One Fat Woman

Surrounded by Chocolate and trying to find the inner thin me.

What was I thinking!!!

March31

Tonight we ordered pizza.  Two large pizzas, one chicken and pesto and one with meat… lots of meat… bacon, sausage, etc.  Both were really good and we also got a side salad to boot.  I really was craving salad… and I had that with 5 slices of pizza.

5 SLICES.

5 FREAKIN’ SLICES.

What was I thinking… or what wasn’t I thinking about.  I’ve been so careful since last weigh in.  I’m totally stoked that I can wear smaller clothes… don’t have quite the double chin I did when I started.  I was motivated.

Then my hunger set in.

Then my brain shut down.

Then I ate 5 slices of pizza.

… then I thought of doing something I’d NEVER thought of doing before.  Against my better judgement… I thought of throwing it all up.

Yes, you heard me right.

Throw it up.  No harm no foul.  I could just get rid of my binge.  Stick a toothbrush down my throat… and away it goes.

I was on my knees in front of the toilet.

… and I stopped.

I had a moment of clarity.

Maybe I was a little scared… of throwing up.  I hate throwing up.  But I was down on my knees contemplating it.

But I didn’t do it.

I’m taking those 5 slices and sticking them directly on my thighs.  Thanks very much.

I messed up today.  I don’t want to be going to an extreme like that.  I know better than that.  So I didn’t.  But what scared me was the fact that it went through my mind, and that I was on my knees in front of the toilet.  Ready.

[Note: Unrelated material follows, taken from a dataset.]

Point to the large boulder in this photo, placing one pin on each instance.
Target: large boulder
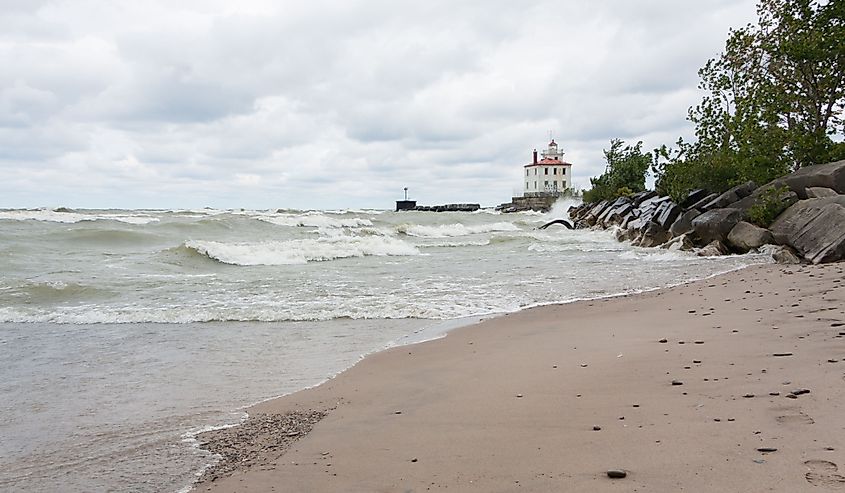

To. Go.

What a wake up call.

posted under Bumps Ahead | 1 Comment »

My Virtual Model

March29

I came across this site through another “fat blog”.. and thought it was kind of neat.  You can build a virtual model of yourself and show off just how fat you are without the humiliation of a “real” picture… LOL.

One Fat Woman Virtual SelfVoila… this is a virtual me.  Not so horrible.  Not so great either.  But I thought it was a neat thing - you can dress your virtual self up and set your height, weight… and then see what the clothes look like on you.  You can get an underwear (default) one, but I liked dressing mine up ;)

The hair isn’t quite right… as to the real me.  But the double chin and big hips… yup, that’s me.

I like to look at this image… and think yup… one day I’m going to be at my goal weight of 160-164 and I can go and shop at ANY store… and buy really cool stuff.  Even put knee boots on.  Because lord knows, I can’t right now because my calves are too big.

One step at a time and I’ll get there.  Must think Positively!

Get your virtual model here: Click Here 

posted under On the 'Net | 2 Comments »

Weekly Weigh In

March28
Starting Weight: 220.0
Now: 209.4
Goal: 160

Whoooooot! I’m down 2 pounds this week according to my Weight Watcher’s weigh in. I’m now officially under 210 pounds… I’m so happy I could just do a little happy dance.

Last night I cleared out my closet - sorting out what was too big (go figure!), not so big, or still fits… and boy that was interesting. I think I emptied out most of my closet - and I found a pair of jeans that I’d not been able to wear for over a year - that I put on and guess what… they were loose! Oh my freakin’ god. I felt so good. I’m on my way. All that hard work - setbacks… blah, blah, blah… at that moment - it was all worth it. I’m officially 8.4 pounds down at Weight Watchers (and another 4 from when I started a week before).